I never said I did not like them.....just that they would be the last place on earth outside of Walmart I would look for the capacitor. Radio Shack has long ago foresaken selling a variety of compnents for electronics.


----------



## Bill Boehme (Feb 9, 2014)

I think that I saw some capacitors in the produce section of Whole Foods Market ... or was it coconuts.


----------



## dartman (Oct 12, 2012)

epicfail48 said:


> Depends on the polarity. If you do it right you start the saw up and find the project finished in the corner :laughing:



Sorry,but someone had to say it........


----------



## Bill Boehme (Feb 9, 2014)

*Update on Radio Shack*

Here is an excerpt from today's neespaper that updates the status of Radio Shack in the bankruptcy court on Tuesday, March 31:

RadioShack received a new lease on life Tuesday as a bankruptcy judge approved the sale of more than 1,740 stores to the Standard General hedge fund, allowing the company to move forward as a smaller operation.
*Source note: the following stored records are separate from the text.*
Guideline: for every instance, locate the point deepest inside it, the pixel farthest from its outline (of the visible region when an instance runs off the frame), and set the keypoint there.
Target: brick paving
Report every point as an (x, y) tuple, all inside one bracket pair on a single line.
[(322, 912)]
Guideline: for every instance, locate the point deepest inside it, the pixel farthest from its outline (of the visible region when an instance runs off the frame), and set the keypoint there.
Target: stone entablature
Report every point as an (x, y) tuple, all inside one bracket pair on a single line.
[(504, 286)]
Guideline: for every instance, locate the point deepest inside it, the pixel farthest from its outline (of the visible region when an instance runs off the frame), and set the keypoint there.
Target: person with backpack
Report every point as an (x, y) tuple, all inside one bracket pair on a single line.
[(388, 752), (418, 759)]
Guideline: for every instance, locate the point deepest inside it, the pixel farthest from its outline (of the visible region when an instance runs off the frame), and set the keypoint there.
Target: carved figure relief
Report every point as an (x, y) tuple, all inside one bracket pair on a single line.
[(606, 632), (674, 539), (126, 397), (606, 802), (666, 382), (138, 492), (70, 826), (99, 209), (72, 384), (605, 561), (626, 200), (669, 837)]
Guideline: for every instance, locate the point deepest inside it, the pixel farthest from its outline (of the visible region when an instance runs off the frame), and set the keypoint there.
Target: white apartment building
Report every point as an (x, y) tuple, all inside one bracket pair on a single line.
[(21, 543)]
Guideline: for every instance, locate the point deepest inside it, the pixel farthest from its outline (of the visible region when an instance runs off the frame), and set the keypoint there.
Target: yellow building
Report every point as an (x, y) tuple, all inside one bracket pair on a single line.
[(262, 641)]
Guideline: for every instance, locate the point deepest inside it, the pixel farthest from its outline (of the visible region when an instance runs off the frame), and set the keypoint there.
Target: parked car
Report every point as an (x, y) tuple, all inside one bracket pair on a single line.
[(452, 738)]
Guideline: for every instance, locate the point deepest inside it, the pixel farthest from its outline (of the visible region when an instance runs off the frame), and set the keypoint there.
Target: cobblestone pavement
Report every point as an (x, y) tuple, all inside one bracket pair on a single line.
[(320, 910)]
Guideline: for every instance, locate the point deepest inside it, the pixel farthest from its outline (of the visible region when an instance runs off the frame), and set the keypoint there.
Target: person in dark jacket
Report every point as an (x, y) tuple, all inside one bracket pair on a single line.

The decision prevented a complete liquidation of the 94-year-old Fort Worth-based electronics retailer, saving thousands of jobs that might otherwise have been lost. The buyer, one of RadioShack’s biggest shareholders, has said it plans to run the business in a co-branding arrangement with Sprint, which will operate “store within a store” shops in most of the locations.....


----------